When people ask why an Apple M4 Pro Mac Mini runs large language models faster than a gaming laptop with a dedicated GPU, the answer usually surprises them: it’s not about TFLOPS. It’s about memory bandwidth.
The Inference Bottleneck Is Not Compute
Generating a single token requires loading the model’s weights — billions of floating-point numbers — from memory into the processor, doing some math, then repeating for the next token. The math itself takes microseconds. The bottleneck is how fast you can read those weights from RAM.
This is called being memory-bandwidth-bound.
For a 9.6GB model like Gemma4:e4b running at Q4 quantization:
9.6 GB × 2 reads/token = 19.2 GB per token
Memory BW = 273 GB/s
Max theoretical speed = 273 / 19.2 ≈ 14 tokens/sec
Actual measured speed: ~13-18 tokens/sec. That’s 90%+ efficiency — almost no overhead.
Why Apple Silicon Wins
On a conventional PC, your GPU has its own VRAM connected via PCIe. The CPU has system RAM connected via a separate memory controller. They don’t share bandwidth.
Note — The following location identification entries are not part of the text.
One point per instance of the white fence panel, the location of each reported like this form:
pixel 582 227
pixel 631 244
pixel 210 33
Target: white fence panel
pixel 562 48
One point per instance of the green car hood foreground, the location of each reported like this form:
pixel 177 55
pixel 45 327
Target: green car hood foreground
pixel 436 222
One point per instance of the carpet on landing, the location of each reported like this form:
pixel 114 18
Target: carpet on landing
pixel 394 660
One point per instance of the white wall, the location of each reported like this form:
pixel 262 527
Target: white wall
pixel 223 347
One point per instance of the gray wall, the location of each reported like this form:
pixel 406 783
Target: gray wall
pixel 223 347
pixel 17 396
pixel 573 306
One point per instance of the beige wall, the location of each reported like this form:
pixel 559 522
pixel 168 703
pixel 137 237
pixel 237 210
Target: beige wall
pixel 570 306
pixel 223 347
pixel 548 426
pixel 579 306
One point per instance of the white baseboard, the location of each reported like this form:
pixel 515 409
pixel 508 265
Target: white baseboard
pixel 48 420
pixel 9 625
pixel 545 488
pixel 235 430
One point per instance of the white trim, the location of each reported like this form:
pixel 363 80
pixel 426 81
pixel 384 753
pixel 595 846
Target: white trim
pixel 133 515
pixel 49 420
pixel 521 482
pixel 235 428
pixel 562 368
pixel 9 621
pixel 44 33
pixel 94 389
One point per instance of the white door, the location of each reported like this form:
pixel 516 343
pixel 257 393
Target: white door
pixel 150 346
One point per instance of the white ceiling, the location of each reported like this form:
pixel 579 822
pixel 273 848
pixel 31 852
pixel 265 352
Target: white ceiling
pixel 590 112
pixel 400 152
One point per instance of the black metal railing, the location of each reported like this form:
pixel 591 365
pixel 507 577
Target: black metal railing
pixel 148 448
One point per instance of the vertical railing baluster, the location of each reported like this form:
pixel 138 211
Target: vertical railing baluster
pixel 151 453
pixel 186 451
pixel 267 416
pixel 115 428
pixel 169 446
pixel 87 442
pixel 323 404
On Apple Silicon, the CPU, GPU, and Neural Engine all share a single unified memory pool with a single high-bandwidth bus. There’s no PCIe bottleneck. No memory copying between CPU and GPU address spaces.
| Hardware | Memory BW | Max LLM Model Size |
|---|---|---|
| M4 Pro (24GB) | 273 GB/s | ~20GB (leaves headroom) |
| RTX 4090 (24GB VRAM) | 1,008 GB/s | ~20GB |
| RTX 3090 (24GB VRAM) | 936 GB/s | ~20GB |
| Gaming laptop 16GB | 68 GB/s | ~12GB |
| M1 MacBook Air | 68 GB/s | ~12GB |
The RTX 4090 has 3.7× more bandwidth — but also costs 3.7× more and can’t fit on a desk without a full tower PC.
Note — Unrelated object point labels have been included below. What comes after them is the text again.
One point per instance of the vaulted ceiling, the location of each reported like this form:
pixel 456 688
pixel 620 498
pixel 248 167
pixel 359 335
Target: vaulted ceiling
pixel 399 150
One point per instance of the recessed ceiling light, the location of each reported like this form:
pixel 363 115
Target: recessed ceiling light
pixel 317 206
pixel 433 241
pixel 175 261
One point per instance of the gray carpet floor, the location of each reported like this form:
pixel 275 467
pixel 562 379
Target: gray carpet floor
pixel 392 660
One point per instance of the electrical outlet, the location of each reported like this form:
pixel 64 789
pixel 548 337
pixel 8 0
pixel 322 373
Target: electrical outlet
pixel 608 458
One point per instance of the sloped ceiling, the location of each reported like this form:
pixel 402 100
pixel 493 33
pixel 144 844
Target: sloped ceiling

What 273 GB/s Means in Practice
The M4 Pro’s 273 GB/s comes from LPDDR5X RAM running at extremely high clock speeds across a wide 256-bit bus. Apple designed this specifically for the Neural Engine and GPU workloads.
For comparison:
- Your laptop’s system RAM: ~40-68 GB/s
- Server DDR5: ~100-150 GB/s
- Apple M4 Pro: 273 GB/s
- High-end GPU VRAM: 500-1,000 GB/s
So the M4 Pro sits between standard server RAM and GPU VRAM — while being a consumer desktop chip that costs $700.
The KV Cache Factor
Every transformer model maintains a key-value (KV) cache — it stores the attention keys and values for every previous token so it doesn’t need to recompute them. This cache grows linearly with context length.
For a 128K context window at full precision:
KV cache size = layers × heads × head_dim × context_len × 2 × sizeof(float16)
= ~8-16GB for large models at 128K tokens
This eats into your available RAM — another reason why 24GB unified memory matters. A 16GB Mac can run the model but may struggle to maintain large context windows.
Quantization and Bandwidth
Quantization reduces the bits-per-weight, making the model smaller and faster to read:
| Format | Bits/weight | Speed | Quality loss |
|---|---|---|---|
| BF16 | 16 | 1× baseline | None |
| Q8 | 8 | ~2× faster | Negligible |
| Q4 | 4 | ~4× faster | Minor |
| Q2 | 2 | ~8× faster | Significant |
Ollama defaults to Q4 for most models — the sweet spot of speed and quality. This is why Gemma4:e4b at Q4 runs comfortably at 13-18 tok/s despite being a multi-billion parameter model.
The Practical Takeaway
If you’re running AI models locally:
- Memory bandwidth > raw compute for inference
- Unified memory (Apple Silicon) is more efficient than separate GPU VRAM for models that fit in RAM
- 24GB unified comfortably runs up to ~20GB models with room for KV cache
- A gaming laptop with 16GB GPU VRAM will run models faster than Apple Silicon per token, but can’t run larger models at all
- Cloud APIs sidestep all of this — but cost money and have latency
For a Mac Mini M4 Pro at $700, running Gemma4:e4b at 15+ tok/s with 6/6 long context is genuinely impressive.